Sir James Frazer, a Scottish social anthropologist, with a particular interest in ancient myths and rituals , had in “The Golden Bough” sought to define the shared elements of religious belief. In particular through their common origins in ancient fertility cults that revolved around the periodic sacrifice of a sacred king.
In doing so Frazer, was one of the first to offer a modernist critique of Christianity. In that he openly discussed the death and resurrection of Jesus Christ, dispassionately as a cultural phenomenon, by comparing it with other dying and reviving gods who who were executed at the harvest, and were reincarnated in the spring, like the Egyptian deity Osiris.
Frazer did what Monty Python were to do a century later. Which was to appear to question a fundamental part of the dominant culture.
The social metanarrative that incorporates Christianity as incontrovertible articles of faith.
In many ways, the reaction to both “The Golden Bough” and the “The Life of Brian” are rather surprising.
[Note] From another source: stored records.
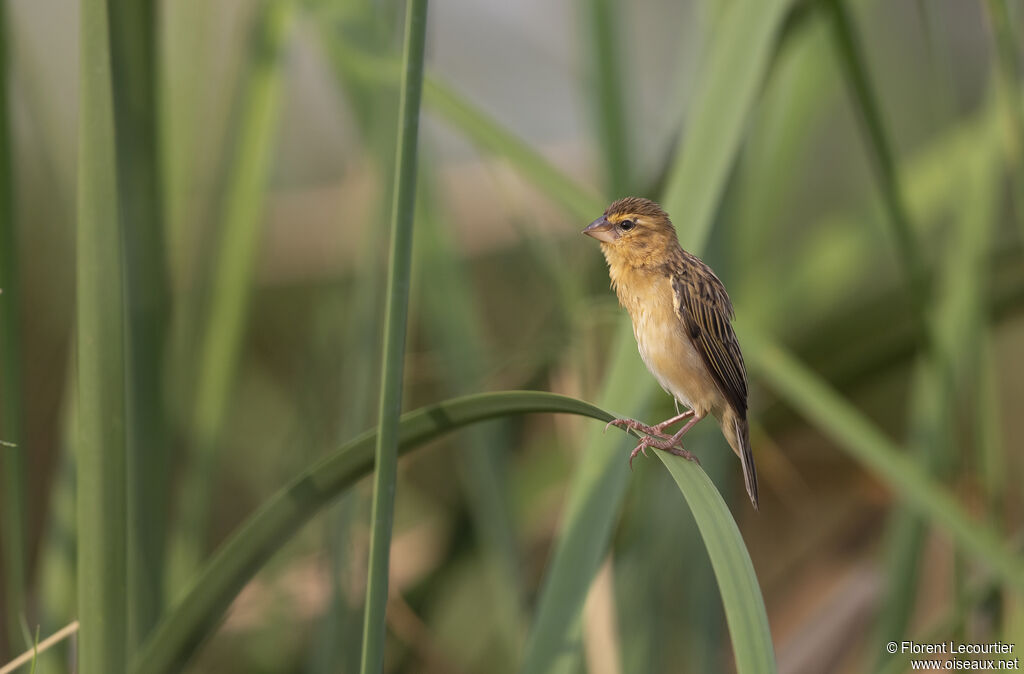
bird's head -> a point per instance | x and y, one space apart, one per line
634 232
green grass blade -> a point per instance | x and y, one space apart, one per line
604 43
737 65
478 127
393 357
943 372
12 452
595 497
232 270
741 53
101 499
492 137
825 409
851 57
744 607
133 46
282 515
1009 91
453 324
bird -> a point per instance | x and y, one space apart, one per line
681 317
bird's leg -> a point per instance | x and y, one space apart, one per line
657 429
671 422
668 444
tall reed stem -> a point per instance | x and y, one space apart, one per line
392 365
101 501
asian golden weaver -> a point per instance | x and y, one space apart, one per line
681 319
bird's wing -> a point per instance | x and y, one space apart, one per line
706 311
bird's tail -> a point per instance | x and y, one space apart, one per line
737 432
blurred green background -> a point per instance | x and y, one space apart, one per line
861 196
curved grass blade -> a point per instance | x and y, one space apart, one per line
741 54
228 293
101 500
392 363
744 607
282 515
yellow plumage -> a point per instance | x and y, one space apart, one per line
681 320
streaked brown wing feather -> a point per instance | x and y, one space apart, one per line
704 306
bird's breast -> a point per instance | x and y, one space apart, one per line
665 347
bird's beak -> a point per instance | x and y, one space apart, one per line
601 229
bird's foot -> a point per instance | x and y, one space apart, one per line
633 424
668 445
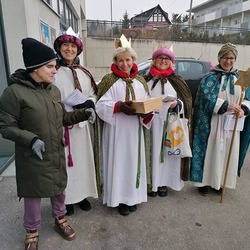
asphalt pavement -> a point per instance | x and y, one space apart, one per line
183 220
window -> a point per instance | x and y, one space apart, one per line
157 17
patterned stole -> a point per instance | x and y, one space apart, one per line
129 89
76 80
162 79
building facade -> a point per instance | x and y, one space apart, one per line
223 17
43 20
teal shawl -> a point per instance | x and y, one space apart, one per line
244 136
205 101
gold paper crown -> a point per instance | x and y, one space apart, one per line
161 46
71 32
122 42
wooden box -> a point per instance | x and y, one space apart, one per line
147 105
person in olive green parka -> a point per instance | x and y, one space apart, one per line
32 115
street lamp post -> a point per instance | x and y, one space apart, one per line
111 13
190 15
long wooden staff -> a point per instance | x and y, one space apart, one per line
244 82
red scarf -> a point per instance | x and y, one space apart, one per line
155 72
118 72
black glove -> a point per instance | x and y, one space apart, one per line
125 108
86 104
39 148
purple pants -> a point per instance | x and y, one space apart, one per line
32 210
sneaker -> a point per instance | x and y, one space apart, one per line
70 209
31 240
132 208
64 229
85 205
123 209
162 191
203 190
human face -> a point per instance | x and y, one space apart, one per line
45 73
68 52
162 62
227 61
124 62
After all Christian religious belief in Britain has been steadily declining ever since the start of the industrial revolution.
As Karen Armstrong says in her exceptional critical study, “A Short History of Mythology”, a myth “is an event that – in some sense – happened once, but which also happens all the time”.
With the rise of Western science, Protestant reformers began to take the myth out of Christian ritual: after Martin Luther, the Eucharist became “only” a symbol of Christ’s body and Christ’s sacrificial death became “simply a memorial of a bygone event.”
By the time Nietzsche had got around to proclaiming that God was dead, he was speaking the truth, in a sense. “Without myth, cult, ritual and ethical living, a sense of the sacred dies,” says Armstrong.
In contrast, Frazer’s work stresses the common elements of religious and mythological beliefs that can be traced back to the rites of ancient fertility cults. These rites took the form of sympathetic magic, i.e that forces of nature would be influenced by the example acted out in the ritual.
The specific area that interested Frazer was that which involved the worship and sacrifice of a sacred king. This king was the incarnation of a solar deity who each year underwent a mystic marriage to the Earth Goddess, and who was executed at the harvest, and was reincarnated in the spring.
The study begins with the strange story of the “Rex Nemorensis” (often translated as “The King of the Wood”) who was the high priest of the Goddess Diana at her shrine on the Northern shores of Lake Nemi in Italy. Here in the centre of the sacred wood, the priest constantly stood guard to a sacred tree, and if anyone broke off a branch (the Golden Bough itself ) they had the right to challenge the priest to mortal combat. And if they prevailed, they would in turn became the next king, for as long as they could defeat any challengers.
This priesthood of Nemi was immortalised in Macaulay’s poem, “The Lays of Ancient Rome”:
“Those trees in whose dim shadow
The ghastly priest doth reign
The priest who slew the slayer,
And shall himself be slain…”
This tradition continued well into the historical period and was eventually outlawed by the Emperor Caligula. But Frazer saw this as the vestiges of religions where a sacred king must periodically be slain by his rival as part of a fertility rite
We recognise this theme in sources as varied as the Egyptian myth of Isis and Osiris and the English “John Barleycorn”:
There was three men come out o’ the west their fortunes for to try,
And these three men made a solemn vow, John Barleycorn must die,
They ploughed, they sowed, they harrowed him in, throwed clods upon his head,
And these three men made a solemn vow, John Barleycorn was dead.